При мысли сей мое живее сердце бьется.
Прими ж мой скромный дар теперь
И
Что благодарностью, не лестью он дается.
И. Крылов
Апреля 18 дня 1826 года".
Стихотворение это Иван Андреевич Крылов, вероятно, не без настояния самого "доброго мецената", не оставил безвестным, а довел до всеобщего сведения, напечатав в альманахе Дельвига "Северные цветы" за 1828 год.
Таким образом, роль Оленина как "друга-мецената" была, казалось бы, подтверждена самим Крыловым в печати.
Однако ни сам Оленин, ни официальные биографы Крылова, проливавшие, не жалея, слезы умиления по поводу "сердечной признательности" великого баснописца к своему "благодетелю", не заметили весьма тонкой иронии в этом, на первый взгляд, столь почтительном "мадригале".
Роль Оленина-мецената в стихотворении сводится к тому, что он, "щедрот монарших луч склоня" в сторону баснописца, тем самым, как говорит Крылов:
Ленивой музы и беспечной
Моей ты крылья подвязал.
В переводе с обычного эзоповского языка баснописца это можно понимать так, что "меценат" просто-напросто лишил свободы "беспечную музу", опекаемого им сатирика. Слово "подвязал" может иметь двоякое значение.
Двойственная роль А. Н. Оленина, который, под видом самой искренней дружбы к Крылову, по заданию правительства проводил негласную, "направляющую" форму политического над ним наблюдения и неофициальной цензуры, была давно ясна самому Ивану Андреевичу. Эта "дружеская", под видом "добрых советов", цензура уже не раз показывала свои коготки, куда более острые, чем у цензуры официальной:
В басне своей "Соловьи" Крылов недвусмысленно говорил о собственной участи:
"А мой бедняжка соловей.
Чем пел приятней и нежней,
Тем стерегли его плотней".
Дочь Оленина, Варвара Алексеевна, объясняя позже библиографу В. Ф. Кеневичу скрытый смысл некоторых крыловских басен, против басни "Соловьи" сделала собственноручное примечание, гласящее, что басня эта написана "Для батюшки -- А. Н. Оленина". Варвара Алексеевна точно знала, что под "соловьем" Крылов подразумевал себя, и под "стерегущим его" -- Алексея Николаевича Оленина39.

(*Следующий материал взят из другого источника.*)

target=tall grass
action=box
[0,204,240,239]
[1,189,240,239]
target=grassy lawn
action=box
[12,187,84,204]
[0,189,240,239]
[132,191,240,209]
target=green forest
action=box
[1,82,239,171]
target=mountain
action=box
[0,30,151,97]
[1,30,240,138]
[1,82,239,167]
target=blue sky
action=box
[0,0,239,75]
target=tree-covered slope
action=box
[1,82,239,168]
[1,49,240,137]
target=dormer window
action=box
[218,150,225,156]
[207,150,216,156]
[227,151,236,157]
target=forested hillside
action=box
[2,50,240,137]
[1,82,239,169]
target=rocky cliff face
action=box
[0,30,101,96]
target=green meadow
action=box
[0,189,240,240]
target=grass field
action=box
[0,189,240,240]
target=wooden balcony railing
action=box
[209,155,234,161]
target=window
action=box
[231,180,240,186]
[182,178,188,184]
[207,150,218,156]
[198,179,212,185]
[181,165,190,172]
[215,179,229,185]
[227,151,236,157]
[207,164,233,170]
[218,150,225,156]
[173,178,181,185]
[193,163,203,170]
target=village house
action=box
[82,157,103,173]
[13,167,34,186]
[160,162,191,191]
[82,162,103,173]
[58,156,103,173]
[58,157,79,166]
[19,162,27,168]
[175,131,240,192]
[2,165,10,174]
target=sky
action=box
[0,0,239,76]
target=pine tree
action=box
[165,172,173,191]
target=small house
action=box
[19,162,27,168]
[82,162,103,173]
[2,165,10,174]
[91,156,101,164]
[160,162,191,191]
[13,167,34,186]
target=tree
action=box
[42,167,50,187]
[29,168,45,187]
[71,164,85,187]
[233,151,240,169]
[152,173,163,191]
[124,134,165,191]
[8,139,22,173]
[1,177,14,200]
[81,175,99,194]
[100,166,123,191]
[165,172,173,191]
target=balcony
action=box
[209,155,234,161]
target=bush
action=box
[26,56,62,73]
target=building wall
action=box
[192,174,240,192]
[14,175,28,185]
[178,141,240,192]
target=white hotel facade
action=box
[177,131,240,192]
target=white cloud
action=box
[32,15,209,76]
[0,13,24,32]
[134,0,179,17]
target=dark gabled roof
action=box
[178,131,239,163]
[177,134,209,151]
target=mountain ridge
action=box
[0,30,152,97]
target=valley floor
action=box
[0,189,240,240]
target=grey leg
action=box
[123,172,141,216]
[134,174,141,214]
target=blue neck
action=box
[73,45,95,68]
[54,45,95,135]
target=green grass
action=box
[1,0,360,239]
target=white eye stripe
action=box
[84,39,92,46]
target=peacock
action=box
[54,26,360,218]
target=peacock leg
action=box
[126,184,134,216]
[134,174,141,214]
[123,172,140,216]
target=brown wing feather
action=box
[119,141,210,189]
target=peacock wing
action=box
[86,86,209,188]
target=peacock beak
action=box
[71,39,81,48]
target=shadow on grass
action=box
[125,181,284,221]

Крылов понимал, что без Оленина ему будет еще труднее. И он делал из своего "мецената" ширму не только для сатиры.
Когда разразились события 14 декабря 1825 года, Крылов, отнюдь не полностью разделявший взгляды восставших, посчитал своим долгом быть на Сенатской площади.
Сами декабристы, завидев массивную фигуру баснописца, закричали ему из каре, чтобы он немедленно уходил. Восставшие всячески оберегали от риска крупных писателей, в том числе и Крылова. Крылов понял, что он на площади бесполезен, и мудро, не заходя домой, прямо пошел к Олениным, где и рассказал о своем похождении, которое было вызвано якобы простым любопытством. "Я думал, что пожар",-- говорил баснописец, надеясь, что всем известная анекдотическая его страсть смотреть пожары спасает его от ответственности.